As Cliff Mason noted earlier today, Cramer likes to talk about "pin action" a lot -- the effect that one company's good fortune usually has on other, related companies (parts manufacturers, for example). The key word, however, is "usually." In the disastrous market we have these days, you can't even depend on this pin action any more.
Hewlett-Packard , one of Cramer's favorites (and which his charitable trust owns) had an outstanding day by any measure on Tuesday with its fourth quarter earning preannouncement. But what happened next? NOTHING. That's the problem. "Zero pin action."
In "normal" times, if a company like HPQ performs well, you'd expect companies that make computer hardware, software and accessories to get a piece of the pie, an echo of the pin action. HPQ "is the kind of company that can generate genuine pin action. What was good for Hewlett-Packard used to be good for dozens of companies. But not this time."
Intel , which makes the chips in many HP computers, also preannounced its fourth quarter, but on a different note: "things are bad." Cisco , which uses HP hardware, has reported slowdown. Glassmaker Corning reported less demand for widescreen TVs and computer monitors. "There is simply no pin action to be had," laments Cramer. "Nothing works off this good news for Hewlett-Packard except Hewlett-Packard."

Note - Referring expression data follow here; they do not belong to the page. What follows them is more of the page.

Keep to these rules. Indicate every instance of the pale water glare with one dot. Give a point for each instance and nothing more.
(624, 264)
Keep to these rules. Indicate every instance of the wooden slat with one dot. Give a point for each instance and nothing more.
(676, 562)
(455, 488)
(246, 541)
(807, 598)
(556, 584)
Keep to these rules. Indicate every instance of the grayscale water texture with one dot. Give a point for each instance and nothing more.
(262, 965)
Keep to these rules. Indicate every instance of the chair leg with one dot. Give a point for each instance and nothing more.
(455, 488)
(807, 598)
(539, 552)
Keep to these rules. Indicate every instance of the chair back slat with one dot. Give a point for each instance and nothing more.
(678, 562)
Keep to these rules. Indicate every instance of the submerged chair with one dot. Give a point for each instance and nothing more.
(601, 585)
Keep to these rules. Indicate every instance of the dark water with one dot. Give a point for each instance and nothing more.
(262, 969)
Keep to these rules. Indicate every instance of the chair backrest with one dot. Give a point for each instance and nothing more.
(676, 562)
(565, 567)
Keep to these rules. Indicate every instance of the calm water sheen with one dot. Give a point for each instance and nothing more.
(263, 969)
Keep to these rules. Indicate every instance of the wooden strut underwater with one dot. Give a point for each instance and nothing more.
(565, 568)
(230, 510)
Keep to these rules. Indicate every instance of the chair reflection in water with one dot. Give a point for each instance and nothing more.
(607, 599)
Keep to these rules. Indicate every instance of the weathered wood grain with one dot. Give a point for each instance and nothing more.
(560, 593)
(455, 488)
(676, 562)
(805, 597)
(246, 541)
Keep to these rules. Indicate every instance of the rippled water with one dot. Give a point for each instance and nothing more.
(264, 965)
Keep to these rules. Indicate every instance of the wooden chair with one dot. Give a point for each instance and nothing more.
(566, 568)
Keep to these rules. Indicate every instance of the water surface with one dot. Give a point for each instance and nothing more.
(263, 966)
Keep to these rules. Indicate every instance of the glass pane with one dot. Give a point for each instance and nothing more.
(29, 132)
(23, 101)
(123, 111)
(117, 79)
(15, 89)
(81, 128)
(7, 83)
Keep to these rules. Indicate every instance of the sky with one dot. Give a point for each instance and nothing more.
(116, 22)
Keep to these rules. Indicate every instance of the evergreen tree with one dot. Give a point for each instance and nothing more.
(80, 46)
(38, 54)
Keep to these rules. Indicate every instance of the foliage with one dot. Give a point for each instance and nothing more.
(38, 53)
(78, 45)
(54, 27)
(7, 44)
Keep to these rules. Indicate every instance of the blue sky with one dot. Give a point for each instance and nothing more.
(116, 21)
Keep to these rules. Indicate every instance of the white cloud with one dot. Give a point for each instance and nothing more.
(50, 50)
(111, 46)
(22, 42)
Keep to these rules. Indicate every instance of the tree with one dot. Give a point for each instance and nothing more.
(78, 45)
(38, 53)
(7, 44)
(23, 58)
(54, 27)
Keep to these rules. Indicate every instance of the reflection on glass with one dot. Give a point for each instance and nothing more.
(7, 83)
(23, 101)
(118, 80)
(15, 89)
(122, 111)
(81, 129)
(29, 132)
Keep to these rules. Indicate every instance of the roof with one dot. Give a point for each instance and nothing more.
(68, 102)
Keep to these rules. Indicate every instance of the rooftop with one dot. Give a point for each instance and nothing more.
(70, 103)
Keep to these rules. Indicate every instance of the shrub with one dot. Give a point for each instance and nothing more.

The tech sector in general looks like the overall market: dismal. And it didn't get a bump from Hewlett-Packard's preannouncement either. Cramer: "The bad news is already in from these other companies. Frankly, I find all of this really puzzling. Tech isn't a zero sum game. There should be some pin action considering how many companies HPQ buys from and sells to. But there's none."
And the question of the day: in this awful environment, how did Hewlett-Packard do so well? How did it "transcend the rest of tech?" Cramer cites three ways in which HPQ is beatig the downturn for now: "it's got great management, because it's cutting costs, and because it's taking share."
Stay away from other tech stocks, advises Cramer. "But Hewlett-Packard has proven itself." Even with its price dropping in today's market freefall, it's "a gift, as you usually don't get to buy a stock this cheap after the kind of run it had yesterday..."
Cramer is the first to admit that Hewlett-Packard doesn't meet his usual set of criteria -- it's not "recession resistant, trading at or near cash, or yielding over 4% in this market." But because it's trading at 8.4 times its earnings forecast for 2009 (while competitors are trading about 10 times next year's numbers), it's "cheap compared to the rest of tech."
Bottom line: "What's good for Hewlett-Packard may not be good for anyone else anymore, since there's no pin action here, but at least it's still good for Hewlett-Packard."